At present, there are two kinds of drugs for treating hepatitis B: one is common interferon α and pegylated interferon α, and the other is nucleoside (acid) analog. Interferon can enhance immunity and antivirus, and some patients can get lasting response after a certain course of treatment. It has been reported that the HBsAg clearance rate of HBeAg-positive chronic hepatitis B patients treated with long-acting interferon can reach 3%~ 10%. The rate of HBsAg disappearance or serum negative conversion in patients is higher than that of nucleoside (acid) analogues, but interferon drugs have adverse reactions, which limit its wide application in clinic. Nucleoside (acid) analogues can inhibit virus replication by inhibiting reverse transcription process, which has a strong inhibitory effect on virus, but they can not clear HBV cccDNA in liver cells in a short time, and the recurrence rate is high after drug withdrawal. It has always been thought that the clearance rate of HBsAg in the treatment of chronic hepatitis B with nucleoside (acid) analogues is low and it is difficult to be used as the end point of treatment. However, in recent years, with the continuous optimization and improvement of clinical antiviral treatment schemes, the HBsAg clearance rate of chronic hepatitis B has been improved through continuous antiviral treatment with nucleoside (acid) analogues, and some reports can reach 6%.

The quantitative detection of HBV DNA is not only used for the diagnosis of chronic hepatitis B, but also the HBV DNA load in patients' peripheral blood is an important index to decide whether to carry out antiviral treatment. Almost all countries' guidelines for the prevention and treatment of chronic hepatitis B suggest whether to start antiviral treatment according to the viral load. The quantification of serum HBV DNA is an important index to determine the indication of antiviral treatment. For patients with HBeAg positive chronic hepatitis B, patients with HBV DNA ≥20 000 IU/mL and active liver inflammation (ALT increased, or liver inflammation index ≥G2 found by liver biopsy) should be treated with antiviral therapy. Patients with HBeAg-negative chronic hepatitis B often have a long medical history and long-term accumulation of lesions. The annual incidence of liver cirrhosis is 8%~ 10%, which is higher than that of HBeAg positive chronic hepatitis B (2%~5%). Therefore, the treatment of HBeAg negative chronic hepatitis B should be actively carried out. When HBVDNA ≥2 000 IU/mL is accompanied by liver active inflammation, antiviral therapy should be started.
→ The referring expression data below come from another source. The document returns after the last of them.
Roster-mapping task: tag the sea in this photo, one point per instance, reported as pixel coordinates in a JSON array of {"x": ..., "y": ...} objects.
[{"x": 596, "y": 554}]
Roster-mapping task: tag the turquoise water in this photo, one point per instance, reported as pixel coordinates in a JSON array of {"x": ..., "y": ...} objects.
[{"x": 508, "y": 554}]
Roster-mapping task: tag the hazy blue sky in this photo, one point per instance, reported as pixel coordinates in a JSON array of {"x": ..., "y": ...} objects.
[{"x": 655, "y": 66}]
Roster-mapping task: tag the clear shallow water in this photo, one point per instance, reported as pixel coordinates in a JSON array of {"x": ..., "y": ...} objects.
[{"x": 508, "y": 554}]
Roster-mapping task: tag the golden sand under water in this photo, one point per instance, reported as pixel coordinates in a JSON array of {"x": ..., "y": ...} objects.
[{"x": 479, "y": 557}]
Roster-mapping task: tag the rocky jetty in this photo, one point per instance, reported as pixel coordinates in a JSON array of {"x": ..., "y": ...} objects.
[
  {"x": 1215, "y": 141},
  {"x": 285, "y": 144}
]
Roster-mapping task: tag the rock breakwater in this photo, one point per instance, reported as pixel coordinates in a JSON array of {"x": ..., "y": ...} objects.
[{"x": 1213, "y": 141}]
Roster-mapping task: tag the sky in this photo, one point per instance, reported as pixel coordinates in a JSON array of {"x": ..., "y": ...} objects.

The decrease of serum HBV DNA level is an important basis for judging the effect of antiviral treatment and an important index of response-oriented treatment. Therefore, the baseline level should be detected before treatment, and once the treatment is started, it should be detected every 3~6 months to dynamically monitor the changes of HBV DNA level, and at the same time detect ALT, HBeAg and anti-HBe. The therapeutic roadmap of nucleoside (acid) analogues mainly depends on the quantitative detection of HBV DNA to determine the virological response, which is very important for judging the curative effect, prognosis and drug resistance, and is an important basis for optimizing and adjusting the treatment plan. If the level of HBV DNA is effective in the treatment of nucleoside (acid) analogues, the same drugs will continue to be treated; Otherwise, the failure of treatment should be combined with treatment. Among them, if the absolute level of serum HBV DNA is lower than 60 IU/mL after 24 weeks of treatment, it is a complete virus response and the same drug treatment can be continued; More than 60 IU/mL but less than 2 000 IU/mL is a partial reaction, and whether to adjust it should depend on the specific drugs selected. After 24 weeks of treatment, the patient's serum HBV DNA level was higher than 2 000 IU/mL, which means that the response was insufficient.